Un calme précaire règne ce dimanche matin dans la capitale guinéenne, après trois jours d'affilée de violences enregistrées entre manifestants et forces de l'ordre, avec à la clé des morts et des blessés, dont le nombre varie selon les versions des deux camps antagonistes, à savoir le pouvoir et l'opposition.
Car, si le gouvernement guinéen à travers son porte-parole Albert Damantang Camara faisait cas vendredi, de 3 morts et d'une vingtaine de blessés, pour ce qui est du bilan des heurts qui ont éclaté depuis jeudi, ce chiffre a depuis évolué, à en croire l'opposition, qui a communiqué une liste de 6 tués à la presse, pour la seule journée du samedi.
Et ce dimanche, nos confrères de Radio France Internationale (RFI), dans leur édition du matin, ont relayé ce chiffre de morts, la veille, tout en fournissant un bilan global de 15 morts depuis jeudi dernier.
Le gouvernement n'a pour le moment ni infirmé ni confirmé le nombre de personnes ayant perdu la vie durant ces folles journées, qui agitent les quartiers de Conakry ces dernières heures, et d'inviter l'opposition à "appeler ses militants à rester chez eux, afin qu'il n'y ait pas d'amalgames entre eux et les vandales."
Cette situation de violence à caractère politique ne laisse pas certaines personnalités indifférentes.
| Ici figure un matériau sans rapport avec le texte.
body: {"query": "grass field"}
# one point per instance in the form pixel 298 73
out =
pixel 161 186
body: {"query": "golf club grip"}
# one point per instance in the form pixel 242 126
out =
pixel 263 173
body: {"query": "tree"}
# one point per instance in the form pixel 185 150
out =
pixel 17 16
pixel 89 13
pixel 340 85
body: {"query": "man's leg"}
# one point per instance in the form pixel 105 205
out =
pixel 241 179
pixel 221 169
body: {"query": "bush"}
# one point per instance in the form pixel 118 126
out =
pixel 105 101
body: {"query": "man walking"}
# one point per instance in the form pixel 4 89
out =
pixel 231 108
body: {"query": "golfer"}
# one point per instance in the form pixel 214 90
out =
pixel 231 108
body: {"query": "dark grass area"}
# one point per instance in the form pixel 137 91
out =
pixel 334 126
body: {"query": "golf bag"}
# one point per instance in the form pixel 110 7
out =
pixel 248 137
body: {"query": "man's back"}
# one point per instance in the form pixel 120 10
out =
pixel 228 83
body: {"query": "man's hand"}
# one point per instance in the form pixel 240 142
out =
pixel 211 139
C'est le cas du grand imam de la Mosquée principale de la capitale, Elhadj Mamadou Saliou Camara qui a été le premier à monter au créneau, pour solliciter une implication de la classe politique dans la résolution de la crise qui secoue le pays.
Cette autorité religieuse qui fait partie avec l'Archevêque de Conakry du duo chargé de piloter de la commission provisoire de réconciliation nationale a invité le pouvoir et l'opposition à surmonter leur égo, pour éviter à la Guinée de se retrouver dans l'abîme.
La même préoccupation a été observée dans le discours radiodiffusé du président du Conseil économique et social (CES) Michel Kamano, qui a invité les Guinéens à la retenue.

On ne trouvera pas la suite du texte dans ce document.